File search

File search, sometimes referred to as agentic RAG, gives your agents access to your business documents within an agentic application. When invoked, the tool retrieves the most relevant document chunks to help your agent complete its task.

When to use file search

Anytime you have a use case where you want to leverage your business documentation to complete a task — summarize documents, answer questions based on company knowledge, or generate reports using internal data — configure a file search tool.

Prerequisites

File search requires a populated vector database. To create and populate one, see Create and populate a vector database.

Create a file search tool

from seekrai import SeekrFlow
from seekrai.types import CreateFileSearch, FileSearchConfig

client = SeekrFlow()

file_search_tool = client.tools.create(
    CreateFileSearch(
        name="doc_search",
        description="Search through company documents, policies, procedures, and knowledge base articles.",
        config=FileSearchConfig(
            file_search_index="<vector-store-id>",
            top_k=5,
            score_threshold=0.7
        )
    )
)
print(f"Tool created: {file_search_tool.id}")

Parameters

Parameter	Required	Description
`name`	Yes	A unique name for the tool.
`description`	Yes	Description that helps the agent understand when to use this tool.
`file_search_index`	Yes	ID of your vector database containing the documents.
`top_k`	No	Maximum number of chunks to return from the search.
`score_threshold`	No	Minimum similarity score for a chunk to be included in results.

Link to an agent

from seekrai.types import CreateAgentRequest

agent = client.agents.create(
    CreateAgentRequest(
        name="DocBot",
        instructions="You are DocBot, an expert assistant that can search through company documents to answer questions. Always cite the specific documents you reference. Respond only with data returned from the file search tool.",
        model_id="meta-llama/Llama-3.3-70B-Instruct",
        tool_ids=[file_search_tool.id]
    )
)
print(f"Agent ID: {agent.id}")
print(f"Agent status: {agent.status}")

Best practices

Tool description

Write clear, concise descriptions that specify when the tool should be invoked — for example, "Use this tool to search internal company policies when a user asks about HR procedures."
Include example queries or scenarios to help the agent understand the tool's intended use.
Clearly define the scope and limitations of the tool — for example, "This tool only searches technical documentation, not customer support tickets."

top_k

Higher values increase the likelihood of including relevant results but may introduce more noise. Use for exploratory queries or when context is broad.
Lower values give more focused results but risk missing relevant information.
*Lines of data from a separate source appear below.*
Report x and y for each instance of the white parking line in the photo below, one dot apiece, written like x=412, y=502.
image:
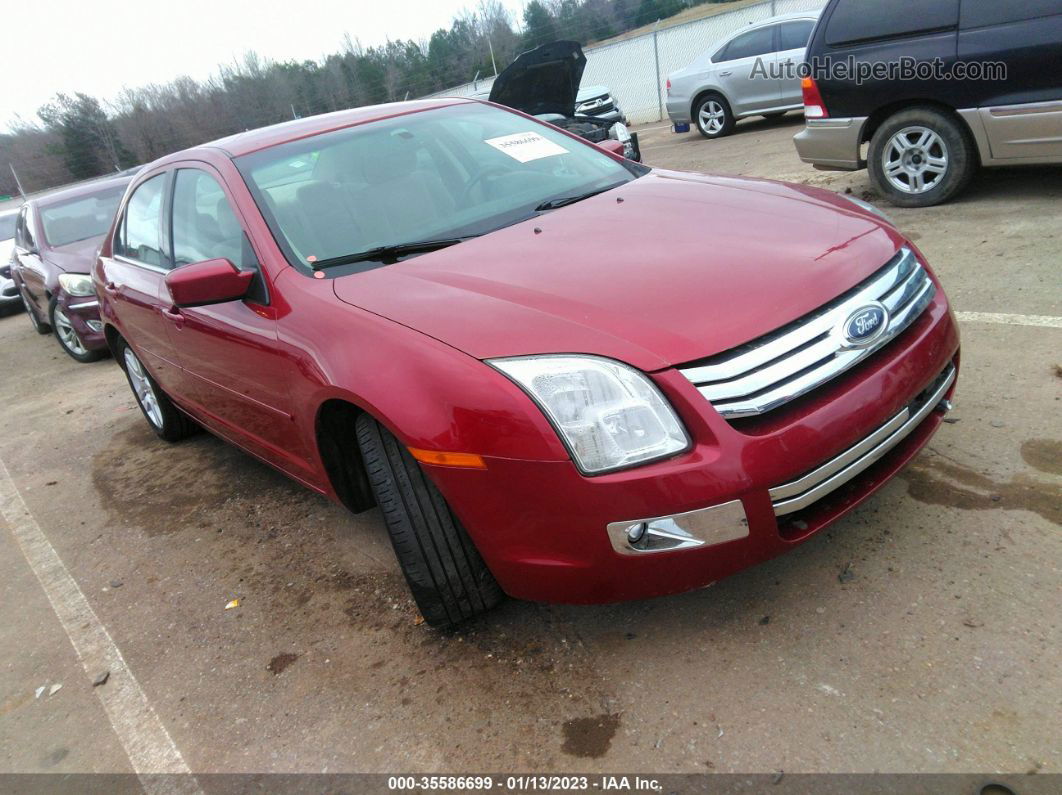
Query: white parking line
x=148, y=744
x=1043, y=321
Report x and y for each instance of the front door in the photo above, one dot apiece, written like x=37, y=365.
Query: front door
x=133, y=280
x=234, y=373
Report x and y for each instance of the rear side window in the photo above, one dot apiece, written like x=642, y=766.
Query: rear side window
x=987, y=13
x=794, y=35
x=138, y=236
x=758, y=41
x=859, y=20
x=204, y=224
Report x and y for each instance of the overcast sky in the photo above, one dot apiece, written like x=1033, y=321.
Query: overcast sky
x=99, y=47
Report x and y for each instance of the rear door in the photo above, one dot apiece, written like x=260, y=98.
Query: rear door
x=134, y=281
x=743, y=70
x=792, y=47
x=1022, y=113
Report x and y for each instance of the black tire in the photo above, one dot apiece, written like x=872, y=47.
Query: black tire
x=169, y=424
x=951, y=141
x=448, y=579
x=38, y=326
x=721, y=105
x=61, y=330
Use for targeted tasks.
Common settings are between 3 and 10.

score_threshold

Use score_threshold to filter out weak or irrelevant matches, improving overall result quality.
Start with a moderate threshold (such as 0.5–0.7) and adjust based on observed retrieval quality.

Source tracing

When file search retrieves chunks during a run, the assistant message includes source tracing fields for each chunk alongside the retrieved text.

Field	Description
`chunk_id`	Unique identifier for the retrieved chunk. Use it with the chunk endpoint to get the full provenance record, including `file_id` and exact Markdown location.
`chunk_text`	The full text of the chunk as indexed.
`page`	Page number in the source document (`null` for native Markdown and JSON).
`lines`	Line range in the ingested Markdown.
`section`	Heading hierarchy path from the document root to this chunk.

For the full retrieval workflow — from run response to original source file — see Source tracing.